If you live in a 1 bedroom downtown condo and are paying $1700/month in rent you can do better with your money.
With a $136,000 downpayment (10%) you can own a 3 unit 1 million dollar home in the downtown core (south of bloor, west of yonge, and east of dufferin). This is typically a 2 1/2 storey brick semi-detached house.
Breaking down the financials:
$100,000 downpayment leaves you with $900,000 mortgage + $36,000 closing costs.
25 year mortgage at 2.5% is $4031/month mortgage payment.
Rent out the 1 bedroom 700 square feet unit in the basement which usually goes for $1000/month.
Rent out the 2nd and 3rd floors 3 bedroom, 1 kitchen, 1 living room, 1 bathroom unit for $2800/month.
This leaves you with $3800/month in rental income. You live in the 1 bedroom, 1 living room, 1 kitchen, 1 washroom unit on the first floor with backyard access.

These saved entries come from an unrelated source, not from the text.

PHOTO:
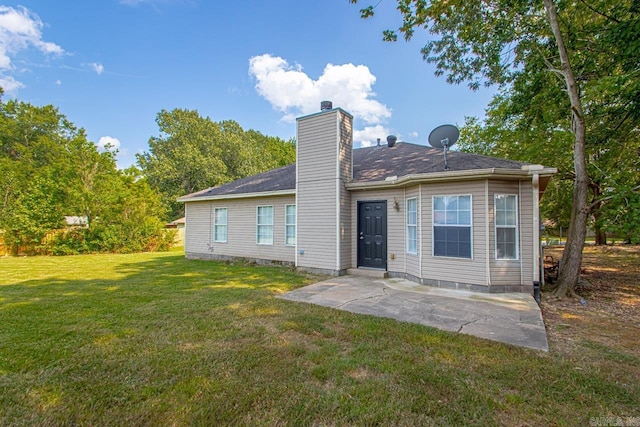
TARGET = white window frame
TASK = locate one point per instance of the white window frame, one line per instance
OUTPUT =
(216, 237)
(289, 225)
(506, 226)
(434, 225)
(411, 226)
(260, 225)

Total expenses are roughly $1100/month for taxes, heat, insurance, hydro, garbage and water.
In this typical scenario you are paying $1331/month to live in prime downtown in a 1 bedroom unit with a backyard.

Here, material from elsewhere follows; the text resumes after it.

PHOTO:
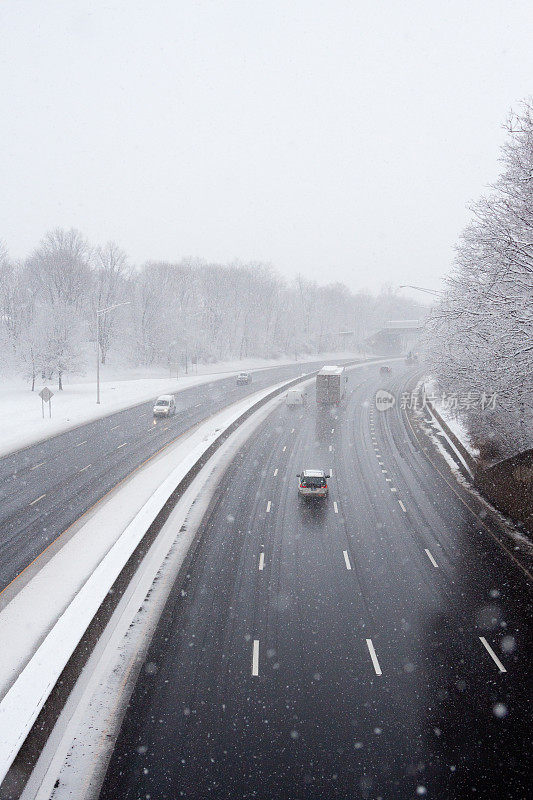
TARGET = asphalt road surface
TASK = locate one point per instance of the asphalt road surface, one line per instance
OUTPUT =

If you want to live in the 3 bedroom unit on the 2nd and 3rd floor and rent out the 1 bedroom on the first floor.
you get $1700/month rent for the first floor with the backyard. It will cost $2431 per month to occupy the 2nd and 3rd floor 3 bedroom unit instead.

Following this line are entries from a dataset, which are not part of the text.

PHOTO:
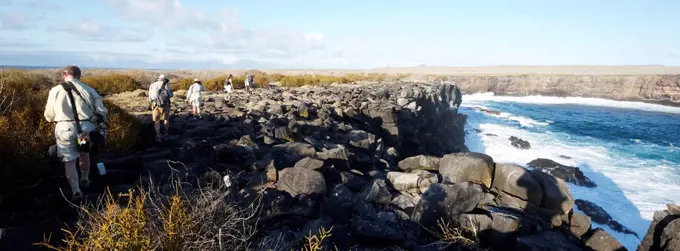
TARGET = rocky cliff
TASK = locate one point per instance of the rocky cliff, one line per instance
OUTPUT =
(662, 89)
(382, 165)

In the meantime your tenants are paying most of your mortgage and in 25 years it will be yours free and clear.
Yes you will have to deal with tenants but I think it is totally worth it. Do your due diligence with checking tenant credit, referral and work history. This should minimize the number of bad tenants.
If the housing market goes down rents usually do not change much, rents trend up consistently. Below is what happened in the USA as i couldn’t find a good one for Canada but it is similar.
With current Canadian policy of massive money printing to keep the canadian dollar on par with USA’s quantitative easing money inflation. The money supply will keep inflating, we will keep experiencing inflation which will mean the price of homes will trend up in the long term due to the sheer increasing number of dollars in circulation chasing a limited number of houses. Toronto is a hot spot for immigration in canada. Canada welcomes 250,000 new permanent residents each year, with most of them moving to Toronto. Currently the Downtown Toronto freehold house market (not condos) is experiencing roughly 8%+ increase each year for the last few years.
Your 135,000 downpayment will be leveraged if the housing market goes up. 8% increase in value of your 1 million dollar home becomes an extra $80,000 in equity which is roughly 58% return in a year based on a $136,000 downpayment.